For clarity, we set \displaystyle t=e^{x}, so that the equation can be written as
\displaystyle t^{2}+t=4 |
and we solve this second-degree equation by completing the square,
\displaystyle t^{2}+t = \Bigl( t+\frac{1}{2} \Bigr)^{2}-\Bigl( \frac{1}{2} \Bigr)^{2} = \Bigl( t+\frac{1}{2} \Bigr)^{2} - \frac{1}{4}\,, |
which gives
\displaystyle \Bigl(t+\frac{1}{2}\Bigr)^{2} - \frac{1}{4} = 4\quad \Leftrightarrow \quad t = -\frac{1}{2}\pm \frac{\sqrt{17}}{2}\,\textrm{.} |
These two roots give us two possible values for \displaystyle e^{x},
\displaystyle e^{x}=-\frac{1}{2}-\frac{\sqrt{17}}{2}\qquad\text{or}\qquad e^{x} = -\frac{1}{2}+\frac{\sqrt{17}}{2}\,\textrm{.} |
In the first case, the right-hand side is negative and because "e raised to anything" can never be negative, there is no x that can satisfy this equality.
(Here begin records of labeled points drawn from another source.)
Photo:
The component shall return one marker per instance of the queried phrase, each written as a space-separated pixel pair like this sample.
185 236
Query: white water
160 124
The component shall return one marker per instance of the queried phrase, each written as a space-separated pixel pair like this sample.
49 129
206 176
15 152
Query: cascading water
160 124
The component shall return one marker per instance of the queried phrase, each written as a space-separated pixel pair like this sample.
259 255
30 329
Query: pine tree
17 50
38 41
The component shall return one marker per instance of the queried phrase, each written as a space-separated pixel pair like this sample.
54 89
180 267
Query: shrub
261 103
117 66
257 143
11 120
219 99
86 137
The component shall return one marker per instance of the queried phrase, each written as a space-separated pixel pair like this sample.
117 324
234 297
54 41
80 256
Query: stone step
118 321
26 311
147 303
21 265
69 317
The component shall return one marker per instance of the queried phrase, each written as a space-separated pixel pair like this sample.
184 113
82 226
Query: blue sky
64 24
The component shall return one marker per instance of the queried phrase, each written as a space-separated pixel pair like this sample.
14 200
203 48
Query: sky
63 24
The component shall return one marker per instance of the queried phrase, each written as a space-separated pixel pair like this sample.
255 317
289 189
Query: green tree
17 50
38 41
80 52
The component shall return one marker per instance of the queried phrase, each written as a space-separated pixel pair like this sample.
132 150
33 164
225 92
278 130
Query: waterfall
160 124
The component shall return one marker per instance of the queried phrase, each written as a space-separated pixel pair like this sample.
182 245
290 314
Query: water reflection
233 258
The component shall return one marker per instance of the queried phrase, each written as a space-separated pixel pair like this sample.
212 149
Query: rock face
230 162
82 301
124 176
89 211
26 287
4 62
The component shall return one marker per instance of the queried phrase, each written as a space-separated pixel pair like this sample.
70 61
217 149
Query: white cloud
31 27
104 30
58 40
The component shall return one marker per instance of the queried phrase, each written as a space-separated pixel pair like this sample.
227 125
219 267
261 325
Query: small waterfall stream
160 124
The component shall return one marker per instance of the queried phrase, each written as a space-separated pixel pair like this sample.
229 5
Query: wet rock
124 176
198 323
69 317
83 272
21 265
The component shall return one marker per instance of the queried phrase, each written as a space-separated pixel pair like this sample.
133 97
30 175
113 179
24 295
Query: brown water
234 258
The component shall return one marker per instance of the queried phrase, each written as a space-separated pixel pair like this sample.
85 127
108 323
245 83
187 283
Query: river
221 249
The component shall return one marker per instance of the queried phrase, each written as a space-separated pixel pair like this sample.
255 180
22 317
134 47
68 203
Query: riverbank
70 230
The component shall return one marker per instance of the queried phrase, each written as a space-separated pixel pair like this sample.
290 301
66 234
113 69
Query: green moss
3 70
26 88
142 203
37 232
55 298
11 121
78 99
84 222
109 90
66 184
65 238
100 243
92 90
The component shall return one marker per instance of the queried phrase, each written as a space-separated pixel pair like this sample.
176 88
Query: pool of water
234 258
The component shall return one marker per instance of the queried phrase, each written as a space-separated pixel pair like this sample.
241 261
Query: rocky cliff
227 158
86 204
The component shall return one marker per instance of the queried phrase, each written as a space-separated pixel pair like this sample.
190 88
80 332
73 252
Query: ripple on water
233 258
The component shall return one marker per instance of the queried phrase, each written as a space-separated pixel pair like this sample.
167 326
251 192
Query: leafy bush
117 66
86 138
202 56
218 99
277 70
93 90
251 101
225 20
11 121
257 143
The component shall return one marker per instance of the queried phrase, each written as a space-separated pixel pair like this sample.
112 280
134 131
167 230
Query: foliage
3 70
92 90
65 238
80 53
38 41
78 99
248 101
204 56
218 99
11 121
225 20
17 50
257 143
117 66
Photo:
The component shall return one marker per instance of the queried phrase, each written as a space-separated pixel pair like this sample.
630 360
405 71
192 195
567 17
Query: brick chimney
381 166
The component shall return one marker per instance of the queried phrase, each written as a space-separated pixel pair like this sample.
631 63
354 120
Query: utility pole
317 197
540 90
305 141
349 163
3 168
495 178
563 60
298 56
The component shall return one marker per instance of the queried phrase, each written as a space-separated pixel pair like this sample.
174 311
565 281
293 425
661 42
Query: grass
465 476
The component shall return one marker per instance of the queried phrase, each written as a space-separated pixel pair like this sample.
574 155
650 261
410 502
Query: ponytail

The other case, on the other hand, has a positive right-hand side (because \displaystyle \sqrt{17}>1) and we can take the logarithm of both sides to obtain
\displaystyle x=\ln \Bigl(\frac{\sqrt{17}}{2}-\frac{1}{2}\Bigr)\,\textrm{.} |
Note: It is a little tricky to check the answer to the original equation, so we can be satisfied with substituting \displaystyle t=\sqrt{17}/2-1/2 into the equation \displaystyle t^2+t=4,
\displaystyle \begin{align}
\text{LHS} &= \Bigl(\frac{\sqrt{17}}{2}-\frac{1}{2}\Bigr)^2 + \Bigl(\frac{\sqrt{17}}{2}-\frac{1}{2}\Bigr)\\[5pt] &= \frac{17}{4}-2\cdot \frac{1}{2}\cdot \frac{\sqrt{17}}{2}+\frac{1}{4}+\frac{\sqrt{17}}{2}-\frac{1}{2}\\[5pt] &= \frac{17}{4}+\frac{1}{4}-\frac{1}{2}\\[5pt] &= \frac{17+1-2}{4}\\[5pt] &=\frac{16}{4}\\[5pt] &= 4\\[5pt] &= \text{RHS.} \end{align} |